Speaking as a superhero (err… maybe I’m just a lesser known mutant hero), I don’t completely agree.
Now, in the face of modern software development methodologies, the concept of solo developers seems antiquated, almost laughable.
— Jason Gibb, Software Teams vs. Superheroes
Although I’d love to be on a team due to numerous benefits such as learning from others and delegation of duties, unfortunately I’ve been a solo developer for most of my programming years. There has been the occasional co-programmer or DBA, but for the most part I’ve pretty much been soloing the development part of the projects and doing just fine.
It hasn’t been easy or fun, but I’ve picked up enough skills to manage. To be honest, I’ve always felt a bit inferior to others who had the time and resources to specialize in a single field or at least a few less categories of the development processes. And being a jack-of-all-trades (master-of-none) has its downfalls with learning new technologies. However, there are also downfalls to becoming too specialized.
For today’s modern software, it takes a well-coordinated team of highly skilled, highly specialized engineers, designers, architects, database administrators, build managers, and Web professionals to create the next cool thing.
— Jason Gibb, Software Teams vs. Superheroes
Jason lists several skills that a team must know and says that a single person just can’t handle all of it. But, I’m not buying that…
I’ve used (or could claim to know) about 90% of the basic skills and almost all of the Web development skills. I would never claim to know everything about a particular item (and I’d question anyone’s sanity who would such), but knowing enough to understand and implement (with using maybe some reference material – you can’t memorize everything) usually works well enough to make good (or even great) software.
I also think it depends on the scope of the project. Solo developers aren’t building the next version of Microsoft Windows or Mozilla FireFox. Larger projects require bigger teams with more specialized personnel. However, that doesn’t mean the solo developer will die out.
I’d even argue that the vast majority of programming projects are not large scale projects, but consist of less than three or four people in the development team. And I’d even wager that most of them are generalists that overlap in a few common areas with maybe only one or two specializations.
In fact, I think the number of solo developers will stay around same level as now over the next few years. My thoughts are based on the trend of technologies becoming easier and requiring less skill to use – even though there’s more technologies arriving each month/year.
Do you remember when you needed to remember the database specific SQL statements? Now that nearly every database vendor has an adequate development environment, learning the exact differences between the DML/DDL SQL syntax has become marginalized. Sure, you still need a solid understanding of database design and familiarity with the database specific tuning – you could even have a real DBA review the design and do some tuning – but for the most part it could be done by a single person.
As more projects move towards ORM and away from SQL, there’s one less thing for the developer to learn. Sure, the developer would need to learn an ORM software, but seriously… just download SubSonic and you’ll be up and running in a few hours (or less).
As far as web development goes, anyone that’s being doing web development for a while should have an understand of almost all of those categories. However, since very few development projects are external, certain categories such as SEO and SEM doesn’t really apply.

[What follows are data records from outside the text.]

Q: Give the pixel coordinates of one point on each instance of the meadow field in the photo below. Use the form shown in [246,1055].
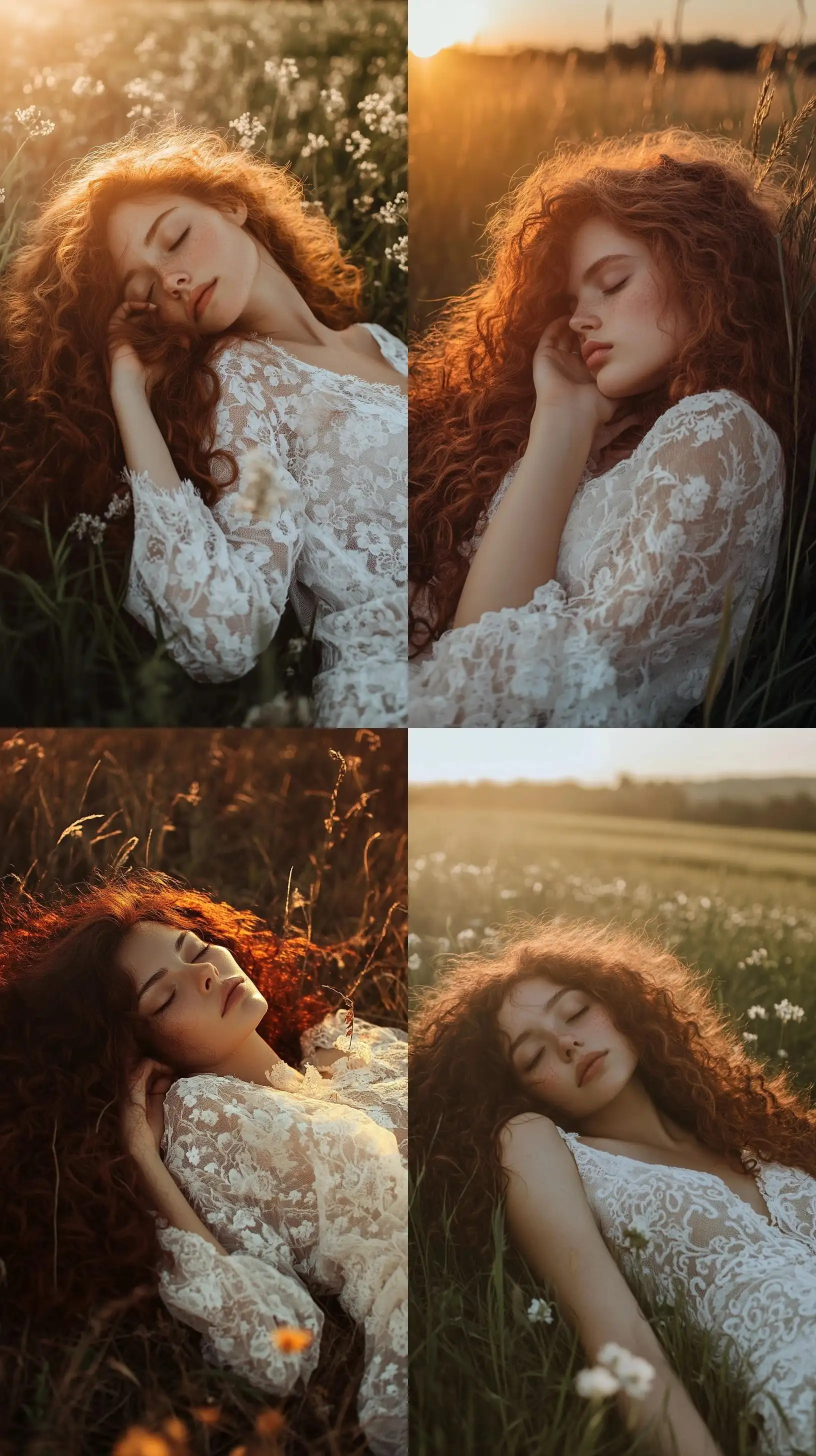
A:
[482,123]
[740,906]
[308,830]
[312,85]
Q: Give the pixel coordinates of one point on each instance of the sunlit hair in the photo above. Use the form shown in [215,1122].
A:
[78,1228]
[692,202]
[60,448]
[692,1065]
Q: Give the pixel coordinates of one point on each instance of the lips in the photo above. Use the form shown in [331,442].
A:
[202,299]
[595,353]
[586,1064]
[232,989]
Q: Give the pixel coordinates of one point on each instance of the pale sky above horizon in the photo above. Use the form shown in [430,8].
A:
[499,24]
[601,754]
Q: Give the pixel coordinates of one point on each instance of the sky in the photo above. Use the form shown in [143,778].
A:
[600,754]
[498,24]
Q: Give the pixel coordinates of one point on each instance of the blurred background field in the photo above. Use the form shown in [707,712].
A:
[702,868]
[305,829]
[482,122]
[295,76]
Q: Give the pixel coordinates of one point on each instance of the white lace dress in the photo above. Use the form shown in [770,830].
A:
[332,535]
[305,1186]
[742,1278]
[654,554]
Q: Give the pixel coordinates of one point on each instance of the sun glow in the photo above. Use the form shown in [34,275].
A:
[436,24]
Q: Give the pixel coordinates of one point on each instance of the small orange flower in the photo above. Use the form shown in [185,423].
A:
[270,1423]
[290,1340]
[140,1442]
[208,1414]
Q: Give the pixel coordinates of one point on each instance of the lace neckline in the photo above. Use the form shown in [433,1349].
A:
[694,1172]
[334,373]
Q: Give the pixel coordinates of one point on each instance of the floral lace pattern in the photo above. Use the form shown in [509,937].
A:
[654,552]
[304,1186]
[332,540]
[745,1279]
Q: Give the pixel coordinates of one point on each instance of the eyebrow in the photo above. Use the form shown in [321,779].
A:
[525,1036]
[164,970]
[149,238]
[601,262]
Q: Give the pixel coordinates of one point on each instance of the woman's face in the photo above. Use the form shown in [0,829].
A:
[194,261]
[622,300]
[196,1002]
[564,1048]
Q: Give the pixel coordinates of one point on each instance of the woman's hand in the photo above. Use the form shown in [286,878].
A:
[144,1116]
[124,364]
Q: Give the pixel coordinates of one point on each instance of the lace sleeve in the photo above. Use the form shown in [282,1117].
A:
[311,1190]
[214,583]
[238,1304]
[687,524]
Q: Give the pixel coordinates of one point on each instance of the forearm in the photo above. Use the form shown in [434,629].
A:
[144,443]
[170,1200]
[519,550]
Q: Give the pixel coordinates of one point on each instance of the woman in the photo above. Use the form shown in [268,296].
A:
[176,308]
[146,1113]
[598,442]
[584,1076]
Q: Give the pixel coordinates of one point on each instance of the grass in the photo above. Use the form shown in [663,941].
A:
[69,654]
[735,903]
[482,123]
[273,822]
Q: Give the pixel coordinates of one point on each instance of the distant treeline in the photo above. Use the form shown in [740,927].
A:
[628,800]
[690,56]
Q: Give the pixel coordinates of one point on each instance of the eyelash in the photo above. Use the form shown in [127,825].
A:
[541,1049]
[171,251]
[160,1010]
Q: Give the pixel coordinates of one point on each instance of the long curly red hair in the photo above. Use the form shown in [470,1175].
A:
[692,1065]
[76,1228]
[60,446]
[696,203]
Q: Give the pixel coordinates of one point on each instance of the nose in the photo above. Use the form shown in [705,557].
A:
[584,320]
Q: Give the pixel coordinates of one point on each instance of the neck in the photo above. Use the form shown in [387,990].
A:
[276,308]
[632,1117]
[250,1062]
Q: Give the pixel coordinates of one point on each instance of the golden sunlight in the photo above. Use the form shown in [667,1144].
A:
[436,24]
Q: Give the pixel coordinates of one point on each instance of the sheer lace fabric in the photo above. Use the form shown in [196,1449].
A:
[304,1186]
[654,554]
[746,1280]
[332,535]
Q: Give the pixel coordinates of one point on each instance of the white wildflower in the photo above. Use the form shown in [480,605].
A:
[394,213]
[314,143]
[283,74]
[85,86]
[248,128]
[786,1011]
[400,256]
[596,1384]
[633,1375]
[263,487]
[36,123]
[358,144]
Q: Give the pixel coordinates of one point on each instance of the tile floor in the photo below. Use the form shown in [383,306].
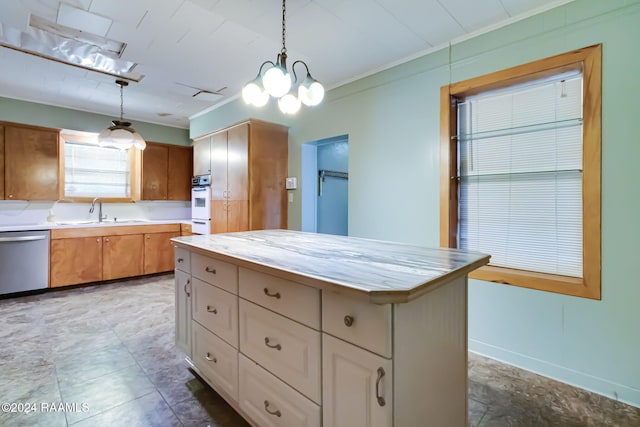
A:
[107,352]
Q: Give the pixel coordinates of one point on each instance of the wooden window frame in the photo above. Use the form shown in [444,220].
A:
[589,61]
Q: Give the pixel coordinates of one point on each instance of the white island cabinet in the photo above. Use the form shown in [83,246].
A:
[308,330]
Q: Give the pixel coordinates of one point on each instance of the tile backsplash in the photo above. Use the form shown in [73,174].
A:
[28,213]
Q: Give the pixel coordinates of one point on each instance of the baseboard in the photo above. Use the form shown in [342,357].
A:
[612,390]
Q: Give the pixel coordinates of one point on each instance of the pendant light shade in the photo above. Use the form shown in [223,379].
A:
[276,81]
[120,134]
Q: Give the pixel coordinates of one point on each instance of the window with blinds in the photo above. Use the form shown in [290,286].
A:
[94,171]
[520,175]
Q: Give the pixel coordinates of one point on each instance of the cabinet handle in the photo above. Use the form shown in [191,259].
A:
[381,400]
[277,412]
[277,346]
[276,295]
[348,321]
[185,288]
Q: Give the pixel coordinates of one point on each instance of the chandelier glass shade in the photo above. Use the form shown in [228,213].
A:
[120,134]
[276,81]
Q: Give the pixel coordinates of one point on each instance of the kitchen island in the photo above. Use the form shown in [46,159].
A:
[305,329]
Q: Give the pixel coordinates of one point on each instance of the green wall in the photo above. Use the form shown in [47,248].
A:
[392,119]
[12,110]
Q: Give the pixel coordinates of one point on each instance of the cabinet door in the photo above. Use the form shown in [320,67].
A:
[122,256]
[31,163]
[158,252]
[219,166]
[202,156]
[155,160]
[353,381]
[180,172]
[76,260]
[237,163]
[1,162]
[183,311]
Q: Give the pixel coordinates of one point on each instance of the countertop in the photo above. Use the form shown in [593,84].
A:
[84,224]
[385,272]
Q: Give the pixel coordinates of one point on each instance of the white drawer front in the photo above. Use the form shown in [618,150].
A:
[270,402]
[216,360]
[288,349]
[182,259]
[291,299]
[216,310]
[359,322]
[219,273]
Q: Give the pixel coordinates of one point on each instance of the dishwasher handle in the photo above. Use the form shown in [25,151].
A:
[21,239]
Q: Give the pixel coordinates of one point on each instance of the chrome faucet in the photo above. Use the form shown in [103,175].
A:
[93,205]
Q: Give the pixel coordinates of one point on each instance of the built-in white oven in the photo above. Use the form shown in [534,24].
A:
[201,204]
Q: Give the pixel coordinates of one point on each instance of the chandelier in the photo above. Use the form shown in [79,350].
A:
[120,134]
[276,81]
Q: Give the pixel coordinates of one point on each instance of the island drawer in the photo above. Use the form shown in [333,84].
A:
[218,273]
[216,360]
[216,310]
[357,321]
[182,258]
[291,299]
[287,349]
[270,402]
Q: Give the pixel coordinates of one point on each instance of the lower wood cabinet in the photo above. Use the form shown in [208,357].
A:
[92,254]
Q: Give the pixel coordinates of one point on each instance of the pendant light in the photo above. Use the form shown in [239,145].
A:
[120,134]
[276,81]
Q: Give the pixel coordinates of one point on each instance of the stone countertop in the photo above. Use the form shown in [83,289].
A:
[85,224]
[385,272]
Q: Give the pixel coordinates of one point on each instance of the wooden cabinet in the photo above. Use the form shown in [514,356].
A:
[75,260]
[158,252]
[357,386]
[166,172]
[31,162]
[248,166]
[92,254]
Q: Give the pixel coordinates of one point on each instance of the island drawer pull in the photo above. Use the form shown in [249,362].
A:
[276,346]
[348,321]
[381,400]
[277,412]
[267,293]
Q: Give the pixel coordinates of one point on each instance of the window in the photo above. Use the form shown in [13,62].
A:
[520,172]
[94,171]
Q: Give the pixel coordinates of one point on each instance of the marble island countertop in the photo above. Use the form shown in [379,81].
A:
[386,272]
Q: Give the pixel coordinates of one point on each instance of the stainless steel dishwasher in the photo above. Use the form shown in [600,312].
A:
[24,261]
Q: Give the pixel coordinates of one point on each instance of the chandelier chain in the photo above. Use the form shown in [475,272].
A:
[284,31]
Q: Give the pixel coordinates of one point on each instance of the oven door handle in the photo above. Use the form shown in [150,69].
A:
[21,239]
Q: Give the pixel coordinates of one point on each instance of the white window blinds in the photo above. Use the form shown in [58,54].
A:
[94,171]
[520,171]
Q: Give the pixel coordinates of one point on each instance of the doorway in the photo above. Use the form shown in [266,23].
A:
[325,189]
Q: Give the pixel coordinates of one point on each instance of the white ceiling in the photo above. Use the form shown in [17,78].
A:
[210,44]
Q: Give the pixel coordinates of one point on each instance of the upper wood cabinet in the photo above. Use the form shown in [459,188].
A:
[248,165]
[166,172]
[31,162]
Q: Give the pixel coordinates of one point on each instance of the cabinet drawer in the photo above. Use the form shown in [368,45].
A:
[270,402]
[291,299]
[288,349]
[359,322]
[216,310]
[182,259]
[219,273]
[216,360]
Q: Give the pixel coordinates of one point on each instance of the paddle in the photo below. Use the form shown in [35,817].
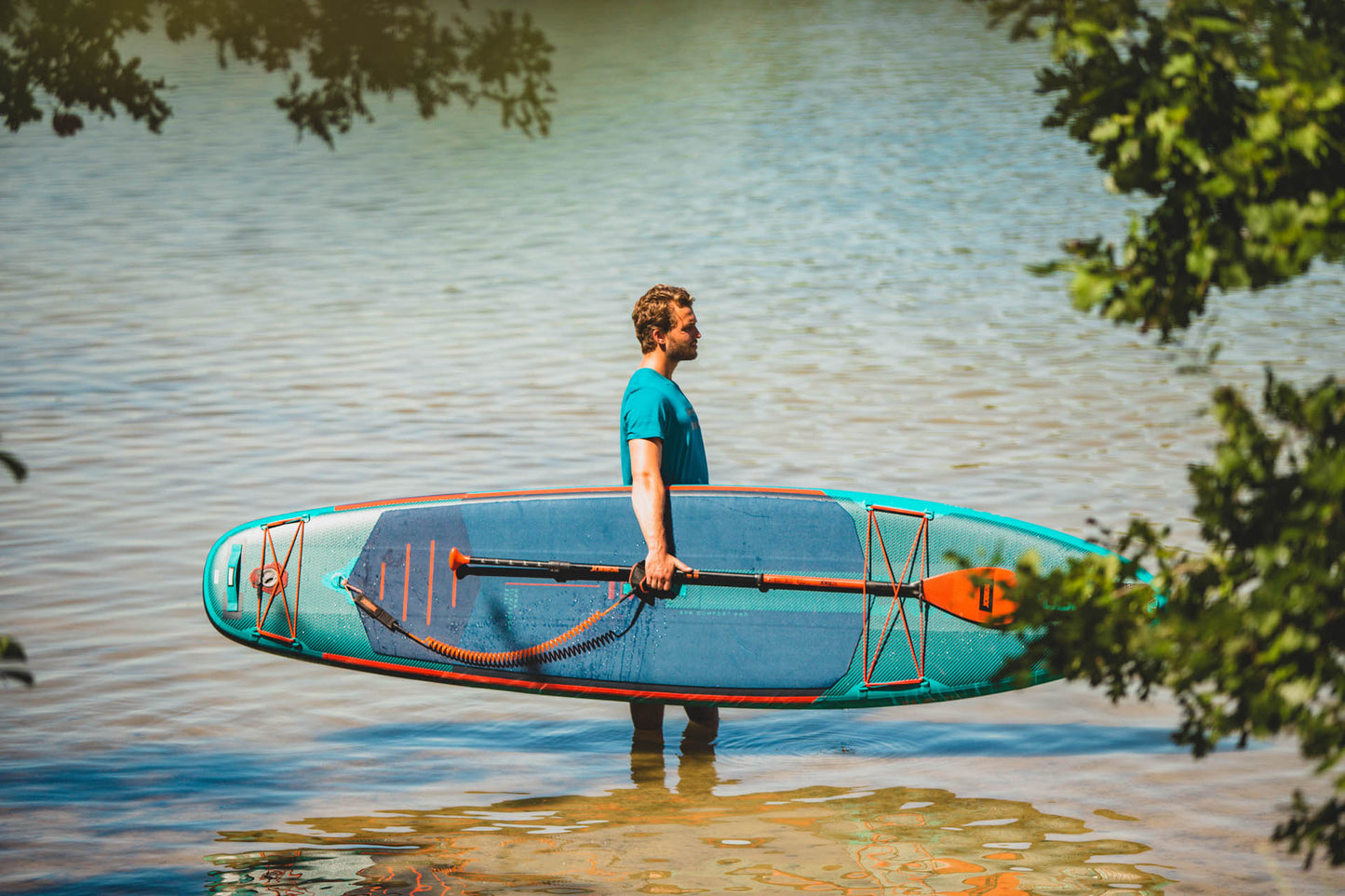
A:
[975,595]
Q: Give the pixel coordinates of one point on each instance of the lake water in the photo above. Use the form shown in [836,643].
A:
[222,323]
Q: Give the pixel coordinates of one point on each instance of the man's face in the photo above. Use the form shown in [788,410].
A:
[679,341]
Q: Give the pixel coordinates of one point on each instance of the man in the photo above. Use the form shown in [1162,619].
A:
[661,447]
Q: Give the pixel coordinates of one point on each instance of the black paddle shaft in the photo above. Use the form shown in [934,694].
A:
[561,570]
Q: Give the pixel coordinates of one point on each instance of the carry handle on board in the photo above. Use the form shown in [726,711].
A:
[975,595]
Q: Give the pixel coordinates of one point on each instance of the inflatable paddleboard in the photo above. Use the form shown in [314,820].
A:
[804,599]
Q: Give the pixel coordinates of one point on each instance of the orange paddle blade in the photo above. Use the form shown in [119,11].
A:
[975,595]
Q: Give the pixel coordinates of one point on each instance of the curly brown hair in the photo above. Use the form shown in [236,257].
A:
[653,311]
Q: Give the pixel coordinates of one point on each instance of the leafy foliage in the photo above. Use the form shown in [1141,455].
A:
[1248,636]
[1229,114]
[65,51]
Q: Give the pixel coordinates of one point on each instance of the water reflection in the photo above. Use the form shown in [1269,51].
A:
[692,836]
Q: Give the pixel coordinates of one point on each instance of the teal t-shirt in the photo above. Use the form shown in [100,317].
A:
[653,408]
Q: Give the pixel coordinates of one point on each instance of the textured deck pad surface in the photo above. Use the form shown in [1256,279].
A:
[706,638]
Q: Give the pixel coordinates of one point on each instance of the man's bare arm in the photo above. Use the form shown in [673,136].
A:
[650,498]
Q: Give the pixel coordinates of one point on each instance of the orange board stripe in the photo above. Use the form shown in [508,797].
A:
[550,687]
[815,492]
[429,587]
[407,582]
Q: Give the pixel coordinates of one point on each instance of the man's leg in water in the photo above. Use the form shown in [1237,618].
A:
[704,721]
[647,718]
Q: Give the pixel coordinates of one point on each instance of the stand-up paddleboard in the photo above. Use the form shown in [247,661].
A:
[809,599]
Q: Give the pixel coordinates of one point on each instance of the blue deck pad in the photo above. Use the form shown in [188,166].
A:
[706,638]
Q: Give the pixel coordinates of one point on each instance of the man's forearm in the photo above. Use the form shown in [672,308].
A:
[649,498]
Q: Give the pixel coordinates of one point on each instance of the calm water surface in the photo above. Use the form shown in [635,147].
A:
[222,323]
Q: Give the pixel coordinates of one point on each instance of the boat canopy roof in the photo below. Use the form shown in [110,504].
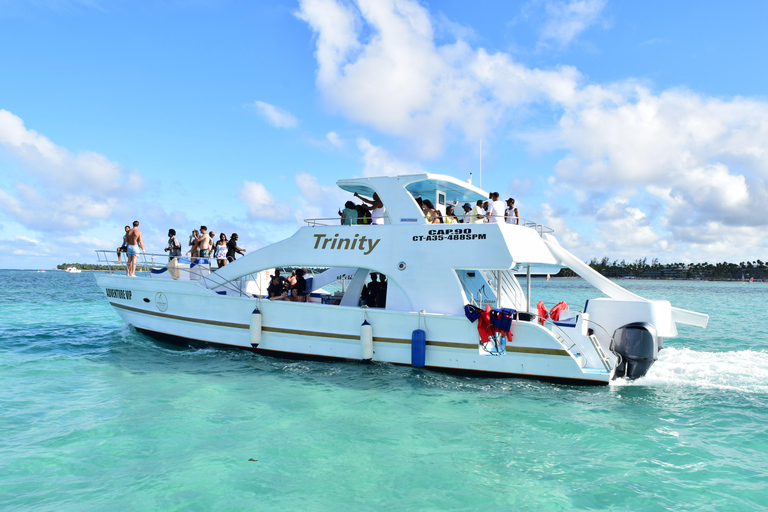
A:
[398,193]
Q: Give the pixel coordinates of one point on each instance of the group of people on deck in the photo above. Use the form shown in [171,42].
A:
[204,245]
[492,211]
[371,211]
[293,288]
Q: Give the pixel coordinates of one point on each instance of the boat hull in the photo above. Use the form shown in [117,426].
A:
[186,313]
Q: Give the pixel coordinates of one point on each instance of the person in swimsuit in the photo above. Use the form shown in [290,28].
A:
[174,251]
[512,214]
[233,249]
[123,247]
[221,250]
[134,241]
[202,244]
[375,206]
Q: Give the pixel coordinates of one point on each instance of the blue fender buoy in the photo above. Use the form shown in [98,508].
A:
[418,348]
[366,341]
[255,331]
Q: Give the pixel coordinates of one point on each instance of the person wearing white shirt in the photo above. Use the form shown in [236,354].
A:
[496,210]
[478,213]
[467,218]
[512,213]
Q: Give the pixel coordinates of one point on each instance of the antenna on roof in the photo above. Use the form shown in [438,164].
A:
[480,176]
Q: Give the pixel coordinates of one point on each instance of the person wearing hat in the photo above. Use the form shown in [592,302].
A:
[512,215]
[233,249]
[467,218]
[450,216]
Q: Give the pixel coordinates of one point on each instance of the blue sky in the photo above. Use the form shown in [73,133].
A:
[635,129]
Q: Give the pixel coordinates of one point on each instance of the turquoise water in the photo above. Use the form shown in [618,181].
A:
[95,416]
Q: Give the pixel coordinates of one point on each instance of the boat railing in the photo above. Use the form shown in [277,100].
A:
[184,268]
[336,221]
[594,350]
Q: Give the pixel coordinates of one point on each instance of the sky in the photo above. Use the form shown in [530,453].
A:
[634,129]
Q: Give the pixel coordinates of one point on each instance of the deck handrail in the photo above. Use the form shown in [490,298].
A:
[330,221]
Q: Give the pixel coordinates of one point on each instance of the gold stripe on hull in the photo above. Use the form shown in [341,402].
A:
[298,332]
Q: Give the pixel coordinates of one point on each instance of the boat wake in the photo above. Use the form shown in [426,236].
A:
[742,370]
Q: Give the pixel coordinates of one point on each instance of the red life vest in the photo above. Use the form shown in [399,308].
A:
[543,314]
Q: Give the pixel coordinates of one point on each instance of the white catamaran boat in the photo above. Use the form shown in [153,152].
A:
[441,280]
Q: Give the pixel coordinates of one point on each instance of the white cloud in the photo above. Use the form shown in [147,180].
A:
[275,116]
[378,162]
[261,204]
[566,20]
[57,190]
[86,170]
[317,201]
[379,65]
[666,170]
[335,140]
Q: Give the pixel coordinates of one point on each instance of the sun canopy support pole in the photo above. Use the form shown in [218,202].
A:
[610,288]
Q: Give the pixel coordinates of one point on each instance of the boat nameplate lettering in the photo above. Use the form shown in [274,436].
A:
[438,235]
[118,294]
[363,243]
[161,302]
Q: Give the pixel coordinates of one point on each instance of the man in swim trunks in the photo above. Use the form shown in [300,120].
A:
[134,241]
[123,247]
[204,243]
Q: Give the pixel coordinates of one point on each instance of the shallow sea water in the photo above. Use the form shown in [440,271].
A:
[95,416]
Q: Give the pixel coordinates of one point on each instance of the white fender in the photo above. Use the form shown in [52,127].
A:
[366,341]
[255,331]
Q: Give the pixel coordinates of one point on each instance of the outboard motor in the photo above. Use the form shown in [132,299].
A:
[638,346]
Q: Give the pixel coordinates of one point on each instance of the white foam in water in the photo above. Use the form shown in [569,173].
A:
[742,370]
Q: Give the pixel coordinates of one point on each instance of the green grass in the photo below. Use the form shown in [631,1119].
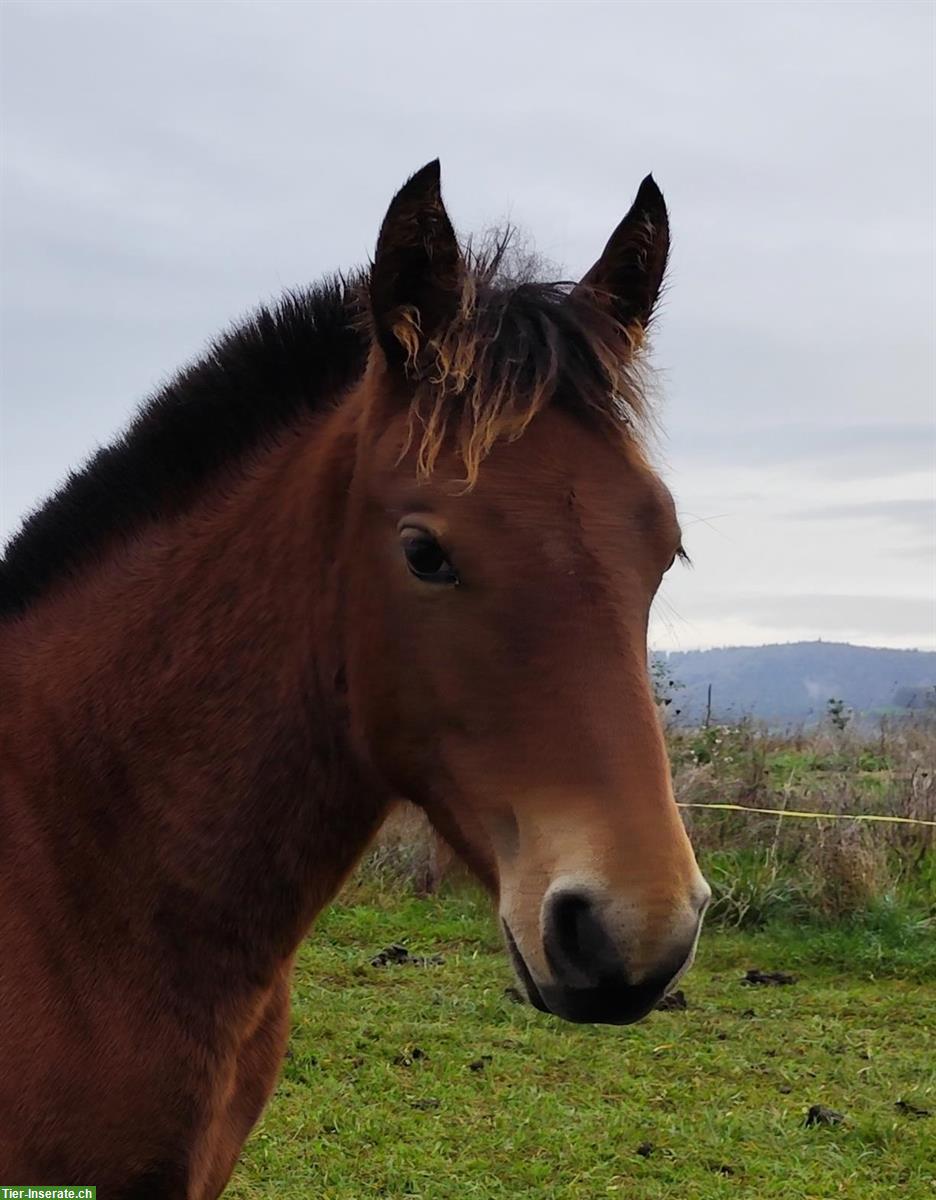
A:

I think that generalists are here to stay. Why would a company who can only afford a few programmers only want their staff to know a handful of skills? And as a developer why would you want to limit your growth by only knowing a handful of skills?
At the current rate of change in the industry, the technology or standard that you specialize in could be dead in five years or less. Or maybe someone just out of college arrives and knows enough of the technology to impress your organization and they are willing to work at half or one-third your salary.